Chi ha detto che il sapore è direttamente proporzionato ai grassi utilizzati?

 

Venerdì prossimo nelle cucine del Bristol Buja vi insegneremo tecniche di cottura alternative della carne, per nutrirci in modo più sano, eliminando del tutto i grassi cotti o, peggio ancora, bruciati, riconosciuti come dannosi per la nostra salute.
Impareremo quindi i segreti della cucina sottovuoto a bassa temperatura, come cuocere in padella evitando i comuni errori e sfatando le cattive abitudini. Inoltre, capiremo bene l’importanza delle reazioni chimiche in cucina, per ottenere un piatto tanto saporito quanto sano.

 

Cottura sottovuoto a bassa temperatura

È una tecnica che mantiene inalterate, ed anzi esalta le proprietà nutritive degli alimenti, siano essi carni, pesci o verdure, che risulteranno cosi più morbidi, con all’interno tutti i loro preziosi succhi, e con un ridotto calo-peso che ci permetterà di ottenere una resa molto più elevata in termini di porzioni e quindi di risparmio.

 

Una breve anticipazione: la Reazione di Maillard

Il segreto di una buona bistecca (e non solo!) si chiama Maillard.
La reazione chimica più importante di tutta la cucina è sicuramente la reazione di Maillard.

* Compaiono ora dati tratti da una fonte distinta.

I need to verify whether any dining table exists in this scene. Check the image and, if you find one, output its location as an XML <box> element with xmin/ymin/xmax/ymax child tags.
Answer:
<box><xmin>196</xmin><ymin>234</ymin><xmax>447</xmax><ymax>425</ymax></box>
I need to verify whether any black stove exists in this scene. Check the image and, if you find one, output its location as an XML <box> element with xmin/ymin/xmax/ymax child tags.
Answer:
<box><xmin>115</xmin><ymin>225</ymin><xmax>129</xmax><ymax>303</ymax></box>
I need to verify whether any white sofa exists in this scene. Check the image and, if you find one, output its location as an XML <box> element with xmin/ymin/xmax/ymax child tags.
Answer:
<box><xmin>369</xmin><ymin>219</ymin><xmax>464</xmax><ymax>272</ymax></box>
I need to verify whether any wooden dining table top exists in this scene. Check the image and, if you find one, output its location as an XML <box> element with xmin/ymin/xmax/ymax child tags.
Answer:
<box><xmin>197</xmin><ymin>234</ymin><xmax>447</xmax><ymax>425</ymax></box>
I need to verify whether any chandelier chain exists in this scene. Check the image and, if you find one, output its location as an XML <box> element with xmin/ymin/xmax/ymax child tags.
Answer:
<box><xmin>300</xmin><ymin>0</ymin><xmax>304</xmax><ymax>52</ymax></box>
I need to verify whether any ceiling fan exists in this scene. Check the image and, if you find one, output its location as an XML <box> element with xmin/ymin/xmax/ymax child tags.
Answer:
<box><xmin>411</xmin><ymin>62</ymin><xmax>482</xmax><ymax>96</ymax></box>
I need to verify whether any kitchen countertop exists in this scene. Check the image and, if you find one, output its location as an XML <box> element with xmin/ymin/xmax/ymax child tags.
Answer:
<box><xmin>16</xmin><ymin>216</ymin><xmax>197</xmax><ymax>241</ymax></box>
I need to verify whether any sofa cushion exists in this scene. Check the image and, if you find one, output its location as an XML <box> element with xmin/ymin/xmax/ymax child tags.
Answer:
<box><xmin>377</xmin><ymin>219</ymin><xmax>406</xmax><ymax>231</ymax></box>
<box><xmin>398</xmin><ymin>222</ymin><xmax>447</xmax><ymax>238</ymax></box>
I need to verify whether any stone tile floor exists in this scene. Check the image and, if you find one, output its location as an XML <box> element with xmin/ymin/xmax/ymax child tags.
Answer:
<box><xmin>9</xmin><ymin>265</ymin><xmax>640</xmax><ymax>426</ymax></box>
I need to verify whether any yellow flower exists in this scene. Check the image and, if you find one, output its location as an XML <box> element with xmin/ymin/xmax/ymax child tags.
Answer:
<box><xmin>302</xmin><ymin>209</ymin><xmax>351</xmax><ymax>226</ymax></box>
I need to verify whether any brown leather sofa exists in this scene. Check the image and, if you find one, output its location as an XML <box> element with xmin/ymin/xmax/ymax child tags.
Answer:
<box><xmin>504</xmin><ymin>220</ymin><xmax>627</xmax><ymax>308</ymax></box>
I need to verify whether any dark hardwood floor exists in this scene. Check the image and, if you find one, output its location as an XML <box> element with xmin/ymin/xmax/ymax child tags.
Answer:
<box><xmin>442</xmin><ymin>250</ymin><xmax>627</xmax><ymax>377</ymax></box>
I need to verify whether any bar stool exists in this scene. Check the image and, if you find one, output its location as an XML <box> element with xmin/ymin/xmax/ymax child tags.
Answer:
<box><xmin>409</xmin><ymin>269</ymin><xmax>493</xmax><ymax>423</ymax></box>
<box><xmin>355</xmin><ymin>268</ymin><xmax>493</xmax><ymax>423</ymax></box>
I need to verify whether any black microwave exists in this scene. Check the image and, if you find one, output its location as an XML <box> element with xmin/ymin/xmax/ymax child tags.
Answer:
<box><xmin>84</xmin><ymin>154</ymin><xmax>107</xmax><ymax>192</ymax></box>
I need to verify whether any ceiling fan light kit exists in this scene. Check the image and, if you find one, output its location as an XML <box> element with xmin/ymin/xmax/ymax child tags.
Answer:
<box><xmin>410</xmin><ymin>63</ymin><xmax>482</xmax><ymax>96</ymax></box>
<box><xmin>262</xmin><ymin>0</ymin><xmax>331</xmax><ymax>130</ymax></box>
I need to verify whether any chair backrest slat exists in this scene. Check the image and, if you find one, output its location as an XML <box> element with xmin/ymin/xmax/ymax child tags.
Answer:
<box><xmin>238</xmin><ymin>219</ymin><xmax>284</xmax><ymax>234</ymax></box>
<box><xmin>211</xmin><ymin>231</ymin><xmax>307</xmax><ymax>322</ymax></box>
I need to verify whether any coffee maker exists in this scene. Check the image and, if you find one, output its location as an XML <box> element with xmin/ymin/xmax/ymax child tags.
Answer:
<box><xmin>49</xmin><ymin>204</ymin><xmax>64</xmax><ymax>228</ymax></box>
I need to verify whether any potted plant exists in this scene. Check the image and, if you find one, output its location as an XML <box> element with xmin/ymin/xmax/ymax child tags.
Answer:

Se cuocendo un cibo questo si “imbrunisce”, quasi sempre è opera di questa reazione, che avviene ad alte temperature, tra gli amminoacidi delle proteine e gli zuccheri. La potete vedere in azione quando friggete le patatine, quando cuocete del pane, una torta, o una bella bistecca.

 

Zuccheri nella carne?

Alcuni tipi di carne, come quella di manzo, contengono zuccheri a sufficienza per far avvenire la reazione. Altre carni invece sono più povere di zuccheri e quindi vanno aggiunti direttamente, o con una marinata; il vino, ad esempio, contiene zucchero, come pure il limone. Nell’anatra all’arancia quest’ultima fornisce lo zucchero perché avvenga la reazione di Maillard.

E che ne dite dell’uso del miele per glassare alcune carni?

Aguzzeremo quindi la vista e l’olfatto, per capire dal colore e dall’odore quando la carne è cotta a puntino.

 

Perché in cucina, si sa, tutti i sensi sono coinvolti, sesto senso incluso!